For those who have followed, you can see that we are actually doing a lot of duplicate work, since we keep asking for neighbors for points that we have already seen. To solve this we simply keep track of how many neighbors we have found so far and only query for the neighbors we have yet to see.

Instead of x being a list of neighbors, it is now a list with two items. The first is the number of neighbors found so far and the second is the list of neighbors.

We can use dot(.) application of drop(_) to remove the neighbors we have seen so far from the neighbors list. (.[_;x]):

findAllConnectedFast:{[i;m]

neighbors: where m[i];

f:{n:raze where each y .[_;x]; /new neighbors

x[0]:count x[1];x[1]:distinct x[1],n; /update the two pieces of x

x}[;m]; /project this function on the matrix

last f over (0; neighbors)} /apply the function on the neighbors, with 0 currently visited

/running on a:

q)findAllConnectedFast[1;a]
5 6 1

/large sparse matrix to test with

q)c:7h$.5*c+flip c:1000 1000#@[1000000#0;1000?1000000;:;1]

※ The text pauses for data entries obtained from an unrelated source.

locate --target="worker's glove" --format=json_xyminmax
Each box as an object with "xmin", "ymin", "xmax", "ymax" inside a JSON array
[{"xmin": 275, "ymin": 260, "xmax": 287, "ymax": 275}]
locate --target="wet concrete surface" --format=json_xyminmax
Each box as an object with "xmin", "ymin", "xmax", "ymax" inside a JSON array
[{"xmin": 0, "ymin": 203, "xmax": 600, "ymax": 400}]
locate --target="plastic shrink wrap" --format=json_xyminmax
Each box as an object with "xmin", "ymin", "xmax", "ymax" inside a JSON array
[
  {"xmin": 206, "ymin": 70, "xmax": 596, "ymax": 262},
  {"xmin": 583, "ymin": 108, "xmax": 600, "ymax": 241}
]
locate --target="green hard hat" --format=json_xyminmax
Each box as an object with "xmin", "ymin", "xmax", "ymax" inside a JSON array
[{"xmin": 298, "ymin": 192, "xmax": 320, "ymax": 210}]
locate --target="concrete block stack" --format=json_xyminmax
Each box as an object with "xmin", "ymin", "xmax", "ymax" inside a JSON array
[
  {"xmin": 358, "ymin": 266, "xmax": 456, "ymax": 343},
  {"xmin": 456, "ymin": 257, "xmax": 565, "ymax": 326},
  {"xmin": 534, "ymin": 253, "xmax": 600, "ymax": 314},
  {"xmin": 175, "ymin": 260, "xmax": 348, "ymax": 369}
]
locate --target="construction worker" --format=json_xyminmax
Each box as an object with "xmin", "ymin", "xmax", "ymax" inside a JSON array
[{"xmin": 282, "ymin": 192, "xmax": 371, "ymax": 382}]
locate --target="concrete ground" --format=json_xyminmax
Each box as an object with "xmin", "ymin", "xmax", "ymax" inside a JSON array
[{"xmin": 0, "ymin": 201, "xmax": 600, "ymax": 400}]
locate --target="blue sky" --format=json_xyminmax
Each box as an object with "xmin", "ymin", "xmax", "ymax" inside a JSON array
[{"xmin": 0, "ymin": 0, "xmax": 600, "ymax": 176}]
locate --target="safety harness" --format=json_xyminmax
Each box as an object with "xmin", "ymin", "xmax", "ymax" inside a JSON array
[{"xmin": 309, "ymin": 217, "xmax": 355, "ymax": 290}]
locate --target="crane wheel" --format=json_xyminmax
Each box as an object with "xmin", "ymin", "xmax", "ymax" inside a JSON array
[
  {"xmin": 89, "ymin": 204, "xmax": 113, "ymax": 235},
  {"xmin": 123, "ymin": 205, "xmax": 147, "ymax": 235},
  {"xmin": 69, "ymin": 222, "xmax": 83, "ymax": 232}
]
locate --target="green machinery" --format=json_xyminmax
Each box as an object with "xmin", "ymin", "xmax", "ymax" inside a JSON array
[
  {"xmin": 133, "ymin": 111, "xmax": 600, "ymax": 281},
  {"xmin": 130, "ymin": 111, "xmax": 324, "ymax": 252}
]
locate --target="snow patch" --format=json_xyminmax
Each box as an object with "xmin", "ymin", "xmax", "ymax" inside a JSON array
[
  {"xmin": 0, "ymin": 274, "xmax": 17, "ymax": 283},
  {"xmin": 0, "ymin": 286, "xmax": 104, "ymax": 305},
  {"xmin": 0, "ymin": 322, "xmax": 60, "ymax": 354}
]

/Time both on my 2012 macbook
q)\t distinct asc each findAllConnected[;c] each til count c
11960
q)\t distinct asc each findAllConnectedFast[;c] each til count c
1170

A 10x improvement, the keen observer will notice that we don’t have to run the function on all the points in the first place.  We can go down the points and skip all the points that we have already seen. Here is what that looks like:

allComponents:{[m]

points:til count m;

connected:();

while[count points;

i:first points;

connected,:enlist n:`s#n:distinct asc i,findAllConnectedFast[i;m]; /add point in case it is island

points:points except n];

connected}

q)allComponents a
`s#0 3
`s#1 5 6
`s#2 8 9
`s#4 7

q)\t allComponents c
6

This results in a 1000x increase speed up. Because we are only calling the function the minimum number of times.